As the years went by Zamundans forgot their past woes, as it seemed their former idyllic existence had been restored. In the course of time, however, they were to face the usual adversities that visit any society. And by this time, Khalil and almost all Zamundan leaders, had forgotten the magical words to open the secret cavern. They tried "Open, Rice-ame!" and "Open, Wheat-ame!" and all manner of grains, except maize. Meanwhile, the Zamundans grew increasingly restless and, once again, came to know poverty. Almost all Zamundan leaders had forgotten the magic words, save for one, that is: Ali Baba.

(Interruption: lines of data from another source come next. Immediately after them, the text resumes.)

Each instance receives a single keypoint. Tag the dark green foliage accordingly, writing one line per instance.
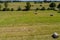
(37, 9)
(52, 6)
(27, 6)
(43, 8)
(5, 9)
(19, 9)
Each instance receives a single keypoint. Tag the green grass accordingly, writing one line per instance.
(25, 25)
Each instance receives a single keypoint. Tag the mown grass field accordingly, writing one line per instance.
(25, 25)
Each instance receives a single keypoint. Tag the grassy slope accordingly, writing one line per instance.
(28, 26)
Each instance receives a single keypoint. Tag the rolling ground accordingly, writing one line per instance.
(19, 25)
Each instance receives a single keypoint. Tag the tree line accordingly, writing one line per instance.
(52, 6)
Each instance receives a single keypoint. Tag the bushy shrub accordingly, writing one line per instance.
(19, 9)
(50, 8)
(27, 7)
(43, 8)
(0, 7)
(12, 9)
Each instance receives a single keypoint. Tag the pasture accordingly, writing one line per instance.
(25, 25)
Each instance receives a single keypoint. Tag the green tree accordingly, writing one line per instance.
(19, 8)
(58, 7)
(28, 6)
(52, 5)
(6, 4)
(0, 7)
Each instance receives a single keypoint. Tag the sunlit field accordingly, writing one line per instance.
(26, 25)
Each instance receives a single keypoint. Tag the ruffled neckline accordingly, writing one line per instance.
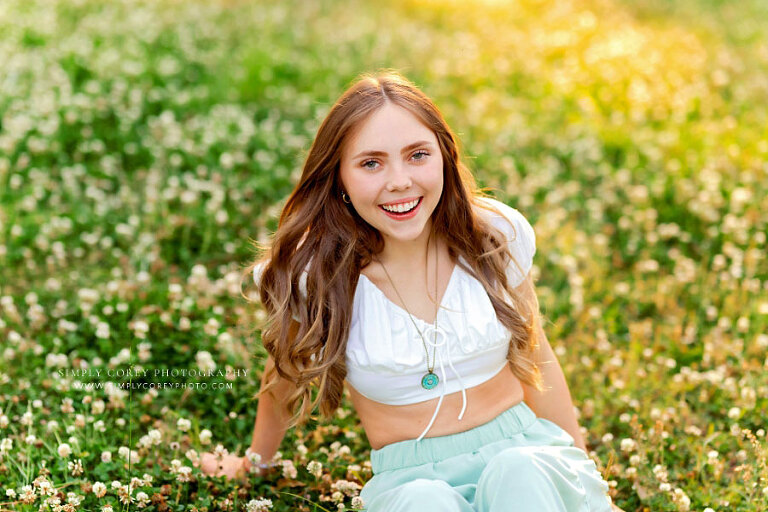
(399, 309)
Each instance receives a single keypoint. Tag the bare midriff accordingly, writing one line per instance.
(385, 424)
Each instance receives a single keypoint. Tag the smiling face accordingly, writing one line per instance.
(392, 170)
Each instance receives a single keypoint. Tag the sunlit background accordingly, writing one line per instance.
(146, 146)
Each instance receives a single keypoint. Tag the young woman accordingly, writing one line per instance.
(391, 272)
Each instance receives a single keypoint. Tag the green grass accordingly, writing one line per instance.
(144, 144)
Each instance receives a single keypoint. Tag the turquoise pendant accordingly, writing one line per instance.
(429, 381)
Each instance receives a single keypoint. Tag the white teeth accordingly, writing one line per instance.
(401, 208)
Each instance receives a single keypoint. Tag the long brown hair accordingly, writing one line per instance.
(321, 234)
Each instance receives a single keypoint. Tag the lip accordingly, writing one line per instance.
(401, 201)
(409, 215)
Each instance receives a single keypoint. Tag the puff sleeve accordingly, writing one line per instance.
(259, 269)
(520, 238)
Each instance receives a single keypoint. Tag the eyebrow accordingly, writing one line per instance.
(384, 153)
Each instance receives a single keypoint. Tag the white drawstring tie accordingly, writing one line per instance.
(430, 333)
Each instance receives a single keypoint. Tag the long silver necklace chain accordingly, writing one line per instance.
(430, 379)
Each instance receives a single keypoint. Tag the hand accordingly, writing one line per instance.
(231, 466)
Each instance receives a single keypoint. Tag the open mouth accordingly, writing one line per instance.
(402, 209)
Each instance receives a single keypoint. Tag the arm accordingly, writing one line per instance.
(555, 403)
(271, 420)
(268, 429)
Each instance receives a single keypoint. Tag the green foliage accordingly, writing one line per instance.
(144, 147)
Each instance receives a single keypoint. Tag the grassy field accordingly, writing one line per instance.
(145, 146)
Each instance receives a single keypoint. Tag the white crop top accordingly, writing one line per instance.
(385, 355)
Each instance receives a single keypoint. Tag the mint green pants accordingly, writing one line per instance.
(516, 462)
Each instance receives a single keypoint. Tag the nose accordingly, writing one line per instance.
(399, 178)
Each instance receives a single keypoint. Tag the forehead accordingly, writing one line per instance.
(389, 127)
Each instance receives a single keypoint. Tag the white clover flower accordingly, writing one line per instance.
(192, 455)
(156, 436)
(99, 489)
(315, 468)
(26, 419)
(289, 470)
(260, 505)
(628, 445)
(64, 450)
(75, 467)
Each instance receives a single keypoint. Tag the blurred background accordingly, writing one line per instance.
(146, 147)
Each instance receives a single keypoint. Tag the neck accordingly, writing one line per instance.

It was he that came to the rescue of all Zamunda. Or so it seemed at the time.

Ali Baba kept the magic words to open the secret cavern all to himself. Once he had ensconced himself at the helm of Zamunda, he formed a group of what he called the forty operatives to extort what few grudas the Zamundans still had. For the first time in its history, Zamunda became a single chiefdom.

One day Ali Baba yawned and realised he had grown quite bored of ruling Zamunda and decided he wanted to become a professional philosopher. He would have liked to install one of his sons as chief in his place, but, alas, they had inherited all of his brains (which is to say very little) and none of his cunning. And so, Ali Baba appointed the aptly named Mustafa ('chosen') instead, shared with him the magic words, and embarked on his philosophical career.

Mustafa, unfortunately for Ali Baba, turned out to have ideas of his own. He wished, in order to consolidate his own position, to be sole possessor of the knowledge of the magic words, and had Ali Baba discredited and thrown into a lunatic asylum for the rest of his days. Mustafa continued his reign until, in his turn, he played Ali Baba to his own Mustafa.

And that, according to legend, accounts for the cyclical history of Zamunda and the poverty we now find ourselves in. My son, it's late. Go to sleep. Get some rest. Mustafa's workhouse awaits us in the morning...

1 comment:

ambersun said...

Hi again

What a lovely, interesting story - full of twists, turns and characterisation.

I liked the first guy best - the one who shared the goods. I hope that's what I'd be like if I came across untold prosperity.